CoCalc -- 5 RNN Fundamentals for Gen AI.ipynb

GitHub Repository: suyashi29/python-su
Path: blob/master/Generative NLP Models using Python/ 5 RNN Fundamentals for Gen AI.ipynb
³⁰⁷⁴ views

Kernel: Python 3 (ipykernel)

Recurrent Neural Networks (RNNs) are a type of neural network architecture that is particularly well-suited for tasks involving sequential data. Unlike feedforward neural networks, which process data in fixed-size chunks, RNNs can handle input sequences of arbitrary length.

key features of RNNs:

Recurrent Connections: RNNs have recurrent connections that allow information to persist across different time steps in a sequence. This means that information from previous inputs is considered when processing the current input.
Shared Parameters: The same set of weights and biases are applied at each time step. This allows the network to use the same computation for different elements of the sequence.
Time Dependency: RNNs are well-suited for tasks where the order or temporal dependency of data matters, such as time series prediction, language modeling, and speech recognition.

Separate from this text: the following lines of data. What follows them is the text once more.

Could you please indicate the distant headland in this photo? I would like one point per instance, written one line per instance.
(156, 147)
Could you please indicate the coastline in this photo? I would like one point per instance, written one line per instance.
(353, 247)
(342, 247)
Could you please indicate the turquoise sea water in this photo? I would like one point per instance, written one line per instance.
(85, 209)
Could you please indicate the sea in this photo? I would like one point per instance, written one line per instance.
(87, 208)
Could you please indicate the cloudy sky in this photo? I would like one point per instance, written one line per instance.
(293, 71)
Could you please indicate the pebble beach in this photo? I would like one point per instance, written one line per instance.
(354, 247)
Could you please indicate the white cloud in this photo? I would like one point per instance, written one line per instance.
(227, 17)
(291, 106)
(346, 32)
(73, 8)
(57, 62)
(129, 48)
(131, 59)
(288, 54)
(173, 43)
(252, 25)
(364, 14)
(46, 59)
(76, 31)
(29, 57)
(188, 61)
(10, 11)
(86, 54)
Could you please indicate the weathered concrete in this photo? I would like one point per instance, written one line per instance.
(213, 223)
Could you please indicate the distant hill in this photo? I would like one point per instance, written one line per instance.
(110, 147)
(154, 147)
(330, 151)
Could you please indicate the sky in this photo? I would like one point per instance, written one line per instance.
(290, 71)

The SimpleRNN layer processes sequences by iterating through the input sequence elements and maintaining a hidden state that captures information about the previous elements in the sequence.

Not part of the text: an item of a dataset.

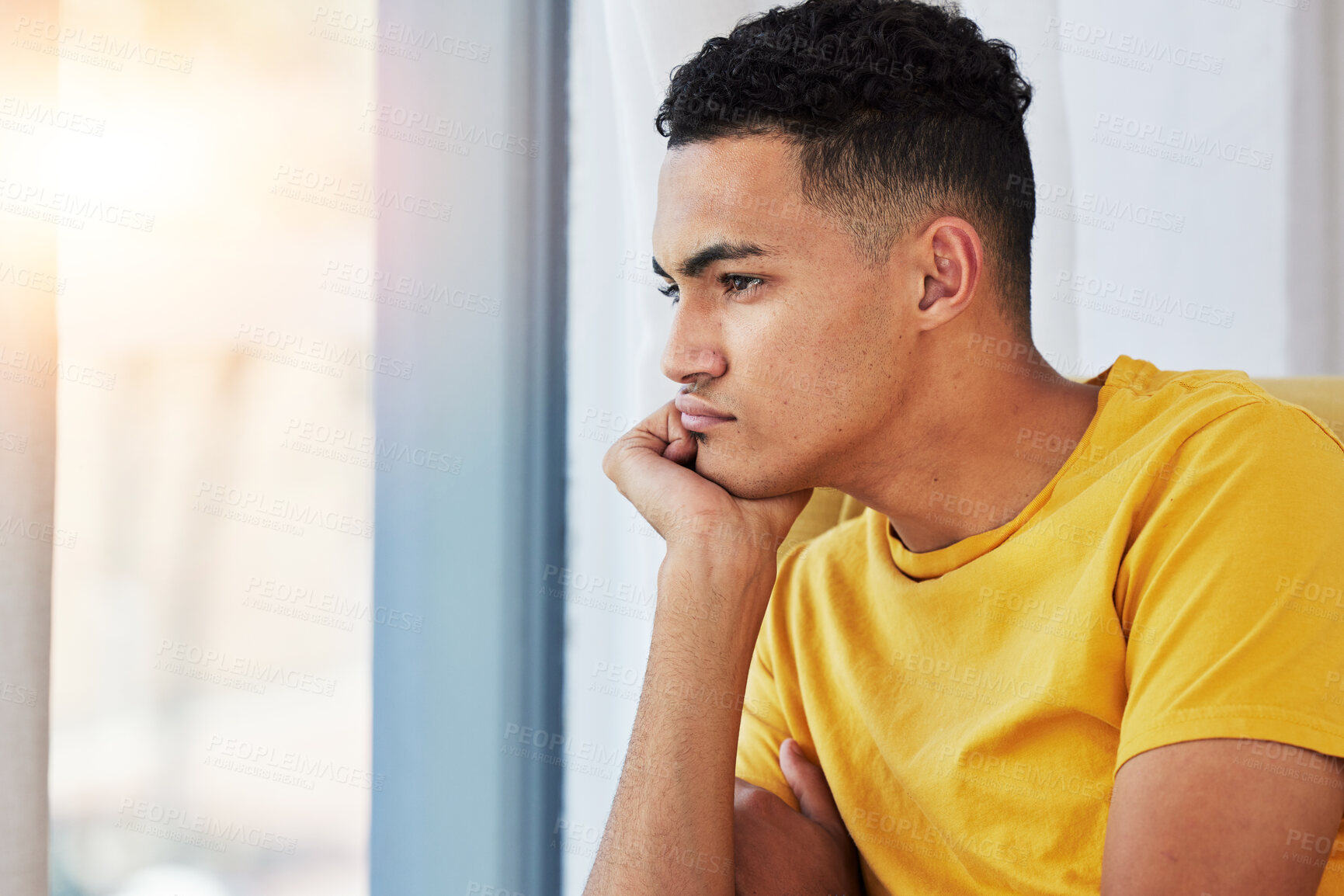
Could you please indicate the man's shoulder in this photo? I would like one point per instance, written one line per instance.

The RNN in the provided example consists of one layer of SimpleRNN (Recurrent Neural Network) followed by a Dense layer for classification.

The input to the RNN is a sequence of 28x28 pixels for each image in the MNIST dataset.

In [1]:

import numpy as np
import matplotlib.pyplot as plt
from keras.models import Sequential
from keras.layers import SimpleRNN, Dense
from keras.datasets import mnist
from keras.utils import to_categorical

# Load the MNIST dataset
(train_images, train_labels), (test_images, test_labels) = mnist.load_data()

# Print a few examples from the dataset
plt.figure(figsize=(18, 5))
for i in range(5):
    plt.subplot(2, 5, i + 1)
    plt.imshow(train_images[i], cmap='gray')
    plt.title(f"Label: {train_labels[i]}")
    plt.axis('off')

plt.show()

Out[1]:

In [2]:

# Preprocess the data
train_images = train_images.reshape((60000, 28 * 28))
train_images = train_images.astype('float32') / 255

test_images = test_images.reshape((10000, 28 * 28))
test_images = test_images.astype('float32') / 255

train_labels = to_categorical(train_labels)
test_labels = to_categorical(test_labels)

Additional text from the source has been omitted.